Głos w sprawie zabrał też Jakub Kosecki obecny w studio. Podzielił on zdanie przedmówców i podkreślił, że to coś wielkiego. - Bardzo szanuję takich ludzi, którzy decydują się na taki coming out czy różne decyzje, które mogą mieć wpływ na jego życie - zaczął.

- Ja zawsze patrzę jako na jednostkę. Dla mnie to jest człowiek, który ma swoje życie, chce być szczęśliwy. To coś niesamowitego, że się na to zdecydował i bardzo chwalę sobie taką postawę - dodawał. Następnie odniósł się do negatywnych komentarzy, które internauci skierowali pod adresem Stękały, bo niestety oprócz wsparcia i te negatywne się pojawiły. Kosecki nie gryzł się w język i potępił krytykę w takiej sytuacji.

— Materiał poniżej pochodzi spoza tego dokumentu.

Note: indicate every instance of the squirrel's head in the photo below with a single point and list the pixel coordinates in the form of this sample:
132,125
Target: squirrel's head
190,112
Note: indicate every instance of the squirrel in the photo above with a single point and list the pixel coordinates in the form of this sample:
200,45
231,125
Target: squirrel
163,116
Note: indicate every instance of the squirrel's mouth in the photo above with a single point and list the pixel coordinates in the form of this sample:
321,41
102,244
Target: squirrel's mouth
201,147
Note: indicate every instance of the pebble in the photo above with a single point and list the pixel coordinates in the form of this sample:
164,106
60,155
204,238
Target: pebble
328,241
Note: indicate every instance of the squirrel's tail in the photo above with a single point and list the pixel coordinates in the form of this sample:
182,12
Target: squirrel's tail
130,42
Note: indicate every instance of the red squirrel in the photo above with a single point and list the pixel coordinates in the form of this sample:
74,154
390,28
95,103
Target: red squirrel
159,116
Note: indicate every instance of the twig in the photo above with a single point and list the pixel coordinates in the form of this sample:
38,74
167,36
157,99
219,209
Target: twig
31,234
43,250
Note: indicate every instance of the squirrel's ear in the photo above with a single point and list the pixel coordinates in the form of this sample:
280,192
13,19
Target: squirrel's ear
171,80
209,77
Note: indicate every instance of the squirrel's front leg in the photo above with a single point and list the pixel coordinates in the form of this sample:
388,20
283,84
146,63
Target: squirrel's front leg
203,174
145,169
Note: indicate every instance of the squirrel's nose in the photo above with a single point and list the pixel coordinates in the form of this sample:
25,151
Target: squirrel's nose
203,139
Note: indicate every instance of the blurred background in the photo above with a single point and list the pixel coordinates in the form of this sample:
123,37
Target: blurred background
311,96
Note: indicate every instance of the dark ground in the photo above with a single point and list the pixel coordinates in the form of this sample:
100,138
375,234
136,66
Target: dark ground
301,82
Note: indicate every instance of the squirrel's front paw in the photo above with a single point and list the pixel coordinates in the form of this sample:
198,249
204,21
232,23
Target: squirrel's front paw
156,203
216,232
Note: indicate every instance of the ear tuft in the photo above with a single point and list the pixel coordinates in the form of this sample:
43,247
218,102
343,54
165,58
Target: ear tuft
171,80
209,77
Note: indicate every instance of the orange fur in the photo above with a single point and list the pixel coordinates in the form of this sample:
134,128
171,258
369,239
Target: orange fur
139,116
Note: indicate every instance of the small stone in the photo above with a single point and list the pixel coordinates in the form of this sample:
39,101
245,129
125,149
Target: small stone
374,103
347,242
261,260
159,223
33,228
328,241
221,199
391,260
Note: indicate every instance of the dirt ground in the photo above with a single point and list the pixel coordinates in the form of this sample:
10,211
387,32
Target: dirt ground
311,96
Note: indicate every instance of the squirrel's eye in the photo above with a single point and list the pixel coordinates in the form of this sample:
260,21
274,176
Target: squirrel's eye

Kosecki zwrócił się do hejterów. "Prostacy"

- Szanuję mega i dla mnie to jest niesamowite buractwo, jeżeli ktokolwiek w mediach pisze jakieś negatywne komentarze czy wylewa żółć. Jesteście po prostu prostakami i największą ścierą do ścierania podłogi. Boże najdroższy, to jest jego życie, on chce być szczęśliwy, życie ma się jedno. I brawo dla Ciebie, szacunek, naprawdę niesamowite - zakończył Kosecki.

- Dużo siły i tak, to naprawdę wielka rzecz w tym kraju, w sporcie, który jest tak maczystowski, zrobić coming out. Super rzecz - wtórował Piotr Żelazny. 

Andrzej Stękała w tym sezonie startował w zawodach Pucharu Świata w Wiśle, ale dwukrotnie nie przeszedł kwalifikacji. Na co dzień rywalizuje w Pucharze Kontynentalnym. W przeszłości wywalczył brązowy medal mistrzostw świata w Oberstdorfie w konkursie drużynowym, a także mistrzostw świata w lotach w Planicy również w drużynie.